I sum up my fishing this way: Although fishing may require a lot of knowledge, planning, observation, and execution, on the water we're flying by the seat of our pants. And I joke that I start re-writing history as soon as I leave the water. All I can hope for is that I've done enough homework on the variables that I can at least consider them in my final narrative -what my 40years of journaling has been all about.

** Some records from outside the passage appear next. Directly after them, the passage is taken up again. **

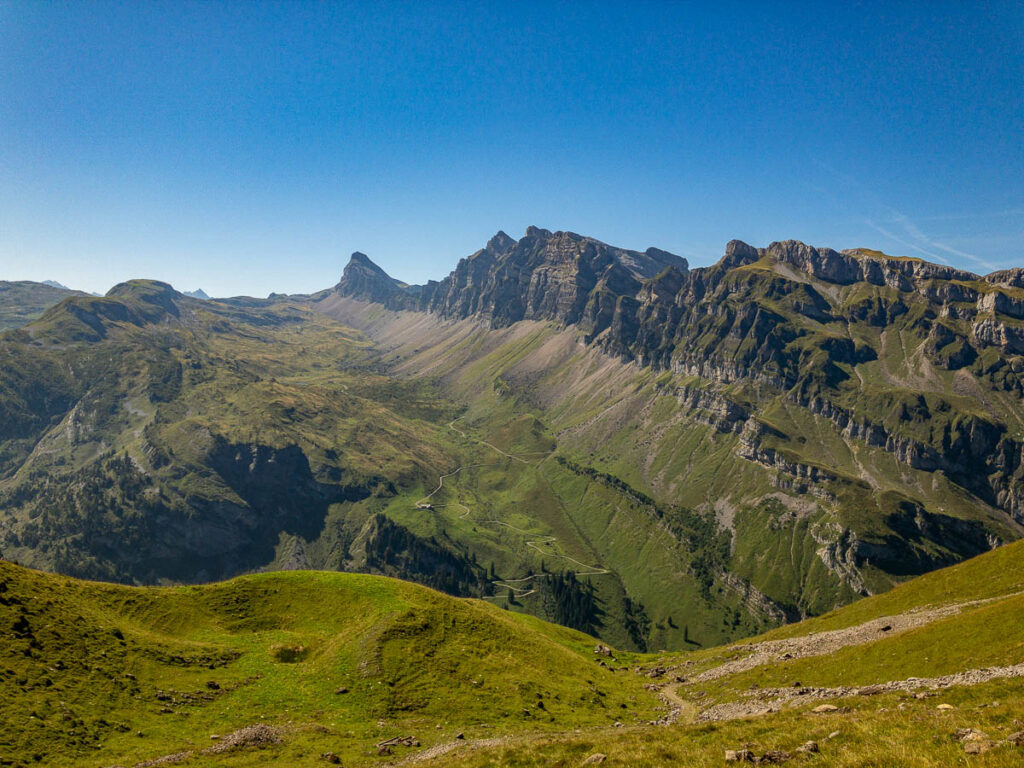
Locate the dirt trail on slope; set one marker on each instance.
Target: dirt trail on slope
(821, 643)
(767, 700)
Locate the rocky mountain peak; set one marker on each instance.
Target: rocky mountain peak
(364, 280)
(500, 244)
(738, 253)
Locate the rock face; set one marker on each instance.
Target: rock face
(891, 350)
(364, 279)
(558, 276)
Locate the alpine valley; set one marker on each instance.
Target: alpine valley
(668, 460)
(662, 457)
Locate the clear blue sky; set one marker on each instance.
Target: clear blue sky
(250, 147)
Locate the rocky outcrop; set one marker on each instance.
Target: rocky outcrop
(790, 321)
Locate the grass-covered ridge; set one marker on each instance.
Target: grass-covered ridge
(96, 674)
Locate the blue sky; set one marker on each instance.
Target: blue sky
(250, 147)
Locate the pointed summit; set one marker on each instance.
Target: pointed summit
(364, 280)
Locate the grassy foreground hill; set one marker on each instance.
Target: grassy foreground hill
(98, 675)
(23, 301)
(300, 669)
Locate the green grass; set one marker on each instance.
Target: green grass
(90, 667)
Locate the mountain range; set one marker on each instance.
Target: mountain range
(659, 456)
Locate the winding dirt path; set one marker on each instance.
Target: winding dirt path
(539, 540)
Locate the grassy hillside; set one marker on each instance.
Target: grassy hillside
(95, 675)
(23, 301)
(951, 659)
(749, 507)
(100, 675)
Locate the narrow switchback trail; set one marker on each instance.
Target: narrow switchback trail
(537, 542)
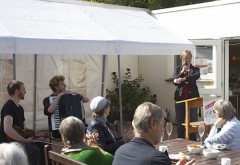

Along the lines of John's post above, I recently shot a video journal called Bluebird Blue, in which I fish a small "Swimming Pool" of a pond under post-frontal blue. There were other anglers on that pond while I was there, and they all blanked. The most outwardly capable of them (by speak, tackle quality, and enthusiasm) told me he'd been crushing them over the last week with "horizontal baits", it being "fall". I smiled and thought to myself, "Oooh boy, today you are headed for a "fall" alright." An hour or so later he was packing out, fishless, and said he was going to other ponds "to find some biters".
I shot my video with the pond to myself that included underwater video of bass happily hunting in 2fow under those bluebird skies and clear water. I caught bass (by finesse) and finished with my "Blue-pers" for the day -me spooking bass after bass, showing why those fish were so darn hard to catch. It wasn't because those bass had lock-jaw, went deep, hid in inside turns, crawled into crevices, etc.... . Instead, it was MOST simply because they were so ready to turn inside out at anything out of place. I emphasize "MOST" because it's not the whole story, of course, as there were other variables at play. But the bass's shift from aggressive hunting to vigilance was the first, and largest, hurdle.
Knowing the variables well enough to consider which of them are likely (error bars again) most significant in the moment is how I play the game; How I think we all play the game, as best we can. After all we're all merely mortal, unlike the likes of Buck Perry. Or so it would seem.